- Cerro Kamuk Location within Costa Rica

Highest point
- Elevation: 3,549 m (11,644 ft)
- Coordinates: 9°17′N 83°02′W﻿ / ﻿9.283°N 83.033°W

Geography
- Location: Costa Rica
- Parent range: Cordillera de Talamanca

= Cerro Kamuk =

Mountain in Costa Rica

Cerro Kamuk (also known as Cerro Pico Blanco) is a mountain in the Cordillera de Talamanca, in La Amistad International Park, in eastern Costa Rica, close to the border with Panama. It rises to 3549 m above sea level. It is one of the highest mountains in Central America. Indigenous peoples of the area include the Bribris and Cabecar. The area protected comprised four national parks clustered together that became La Amistad Biosphere Reserve.

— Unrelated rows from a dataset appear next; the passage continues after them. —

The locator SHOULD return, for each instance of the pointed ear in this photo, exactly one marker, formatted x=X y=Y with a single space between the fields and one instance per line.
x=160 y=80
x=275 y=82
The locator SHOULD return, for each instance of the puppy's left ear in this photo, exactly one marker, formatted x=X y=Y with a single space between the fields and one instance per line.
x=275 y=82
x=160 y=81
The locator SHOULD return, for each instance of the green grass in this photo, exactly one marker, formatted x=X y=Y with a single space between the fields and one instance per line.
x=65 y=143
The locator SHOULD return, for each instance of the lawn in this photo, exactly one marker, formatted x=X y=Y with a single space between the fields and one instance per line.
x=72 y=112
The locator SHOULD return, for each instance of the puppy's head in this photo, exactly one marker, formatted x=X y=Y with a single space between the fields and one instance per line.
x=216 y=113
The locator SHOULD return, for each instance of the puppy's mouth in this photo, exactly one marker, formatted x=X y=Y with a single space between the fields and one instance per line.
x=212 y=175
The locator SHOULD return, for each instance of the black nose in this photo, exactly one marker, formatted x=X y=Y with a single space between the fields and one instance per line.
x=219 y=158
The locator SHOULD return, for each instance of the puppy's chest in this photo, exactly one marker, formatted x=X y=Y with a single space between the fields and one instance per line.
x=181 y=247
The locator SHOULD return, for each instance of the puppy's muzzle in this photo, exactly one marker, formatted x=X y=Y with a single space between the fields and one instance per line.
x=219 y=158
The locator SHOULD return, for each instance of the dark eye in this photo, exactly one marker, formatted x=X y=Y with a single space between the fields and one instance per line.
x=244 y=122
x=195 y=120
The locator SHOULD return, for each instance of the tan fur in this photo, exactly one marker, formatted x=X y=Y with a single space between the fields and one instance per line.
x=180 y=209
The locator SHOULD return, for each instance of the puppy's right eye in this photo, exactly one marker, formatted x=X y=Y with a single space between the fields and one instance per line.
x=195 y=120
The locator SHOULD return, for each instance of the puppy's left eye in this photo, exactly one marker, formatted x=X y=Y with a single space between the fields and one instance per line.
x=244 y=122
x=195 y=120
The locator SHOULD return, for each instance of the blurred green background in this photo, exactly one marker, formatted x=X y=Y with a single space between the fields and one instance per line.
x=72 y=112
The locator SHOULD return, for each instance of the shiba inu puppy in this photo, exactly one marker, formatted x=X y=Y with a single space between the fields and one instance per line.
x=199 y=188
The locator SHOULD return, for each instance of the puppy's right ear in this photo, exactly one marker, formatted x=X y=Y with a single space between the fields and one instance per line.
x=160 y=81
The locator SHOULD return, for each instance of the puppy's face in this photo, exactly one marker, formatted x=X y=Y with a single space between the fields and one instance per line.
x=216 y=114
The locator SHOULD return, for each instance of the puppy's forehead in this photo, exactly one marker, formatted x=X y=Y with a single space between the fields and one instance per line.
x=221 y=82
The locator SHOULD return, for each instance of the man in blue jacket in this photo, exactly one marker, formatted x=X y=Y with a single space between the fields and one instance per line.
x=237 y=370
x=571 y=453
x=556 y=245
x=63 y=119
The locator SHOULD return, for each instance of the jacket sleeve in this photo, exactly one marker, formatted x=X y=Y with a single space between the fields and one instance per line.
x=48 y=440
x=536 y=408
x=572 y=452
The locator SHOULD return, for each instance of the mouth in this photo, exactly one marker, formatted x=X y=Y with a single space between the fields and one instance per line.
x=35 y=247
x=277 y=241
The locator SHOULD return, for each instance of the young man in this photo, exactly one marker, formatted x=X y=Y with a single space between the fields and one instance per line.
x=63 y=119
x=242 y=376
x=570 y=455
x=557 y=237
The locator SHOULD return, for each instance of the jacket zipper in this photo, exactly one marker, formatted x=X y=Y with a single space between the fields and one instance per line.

UNESCO declared it a natural World Heritage Site in 1983. It is part of the Mesoamerican Biological Corridor, UNESCO's project shared by eight Central American countries (Panama, Costa Rica, Nicaragua, El Salvador, Honduras, Belize, Guatemala and Mexico) to help protect the remaining pristine mountain forest and wildlife of Central America.

== Access ==
A trail has been established to access the peak, which begins in the small community of Tres Colinas (Tres Colinas can be accessed by four-wheel drive from the town of Portero Grande). Access to the trail is primarily managed through the community-based organization called Asotur Tres Colinas. The National System of Conservation Areas or SINAC also has a station in Tres Colinas, but as of March 2020 it is not being staffed. The trek is 55 kilometers round trip with three designated camp areas along the route. Camp 1 is located just after kilometer 10 km along a small creek, camp 2 is at kilometer 18 km and also along a creek, and camp 3 is at kilometer 25 km, and the summit is at 27.5 km. Asotur currently requires that all parties be accompanied by a guide when entering the park via the Cerro Kamuk trail. The trail follows the ridge and crosses many other peaks including: Kutsi, Bekom, Kasir, Nai, Dudo, and Apri before arriving at Kamuk. Water is only easily accessible at camp areas.

== Flora and Fauna ==

The trail to Kamuk begins amidst former agricultural lands that are being reclaimed by forest, and then enters montane oak forest rich with epiphytes, at higher elevation the trail passes through peat bogs, and eventually enters páramo. Chusquea bamboo is common along the trail especially at higher elevation. The area is home to abundant wildlife including puma, jaguar, tayra, brocket deer and tapir.